On November 10, 1998, a group of intervenors, composed of Sen. Juan Flavier, one of the authors of
the IPRA, Mr. Ponciano Bennagen, a member of the 1986 Constitutional Commission, and the leaders
and members of 112 groups of indigenous peoples (Flavier, et. al), filed their Motion for Leave to
Intervene. They join the NCIP in defending the constitutionality of IPRA and praying for the dismissal
of the petition.
On March 22, 1999, the Commission on Human Rights (CHR) likewise filed a Motion to Intervene
and/or to Appear as Amicus Curiae. The CHR asserts that IPRA is an expression of the principle of
parens patriae and that the State has the responsibility to protect and guarantee the rights of those
who are at a serious disadvantage like indigenous peoples. For this reason it prays that the petition
be dismissed.
On March 23, 1999, another group, composed of the Ikalahan Indigenous People and the Haribon
Foundation for the Conservation of Natural Resources, Inc. (Haribon, et al.), filed a motion to Intervene
with attached Comment-in-Intervention. They agree with the NCIP and Flavier, et al. that IPRA is
consistent with the Constitution and pray that the petition for prohibition and mandamus be dismissed.

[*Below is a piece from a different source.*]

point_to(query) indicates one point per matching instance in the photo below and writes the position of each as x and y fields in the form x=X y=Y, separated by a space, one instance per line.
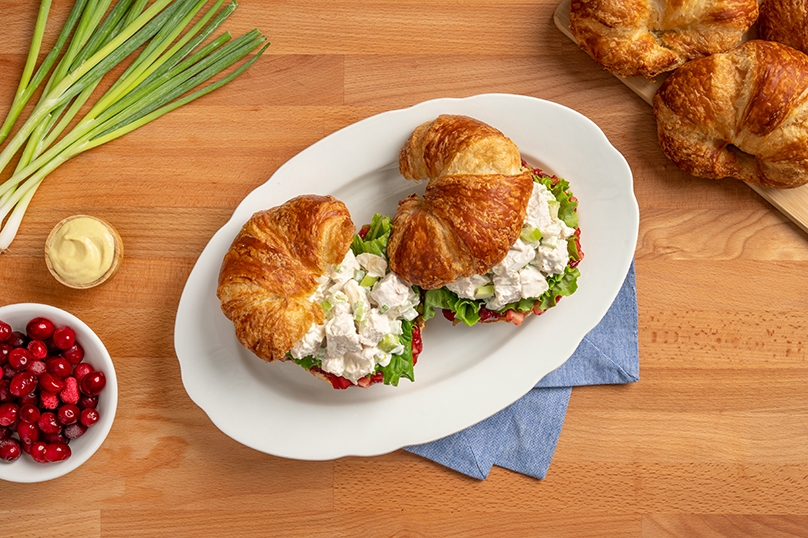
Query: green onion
x=173 y=66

The motions for intervention of the aforesaid groups and organizations were granted.
Oral arguments were heard on April 13, 1999. Thereafter, the parties and intervenors filed their
respective memoranda in which they reiterate the arguments adduced in their earlier pleadings and
during the hearing.
Petitioners assail the constitutionality of the following provisions of the IPRA and its Implementing
Rules on the ground that they amount to an unlawful deprivation of the State’s ownership over lands
of the public domain as well as minerals and other natural resources therein, in violation of the regalian
doctrine embodied in Section 2, Article XII of the Constitution:
"(1) Section 3(a) which defines the extent and coverage of ancestral domains, and Section 3(b) which,
in turn, defines ancestral lands;
"(2) Section 5, in relation to section 3(a), which provides that ancestral domains including inalienable
public lands, bodies of water, mineral and other resources found within ancestral domains are private
but community property of the indigenous peoples;
"(3) Section 6 in relation to section 3(a) and 3(b) which defines the composition of ancestral domains
and ancestral lands;
"(4) Section 7 which recognizes and enumerates the rights of the indigenous peoples over the
ancestral domains;
(5) Section 8 which recognizes and enumerates the rights of the indigenous peoples over the ancestral
lands;
"(6) Section 57 which provides for priority rights of the indigenous peoples in the harvesting, extraction,
development or exploration of minerals and other natural resources within the areas claimed to be
their ancestral domains, and the right to enter into agreements with nonindigenous peoples for the
development and utilization of natural resources therein for a period not exceeding 25 years,
renewable for not more than 25 years; and
"(7) Section 58 which gives the indigenous peoples the responsibility to maintain, develop, protect and
conserve the ancestral domains and portions thereof which are found to be necessary for critical
watersheds, mangroves, wildlife sanctuaries, wilderness, protected areas, forest cover or
reforestation."2
Petitioners also content that, by providing for an all-encompassing definition of "ancestral domains"
and "ancestral lands" which might even include private lands found within said areas, Sections 3(a)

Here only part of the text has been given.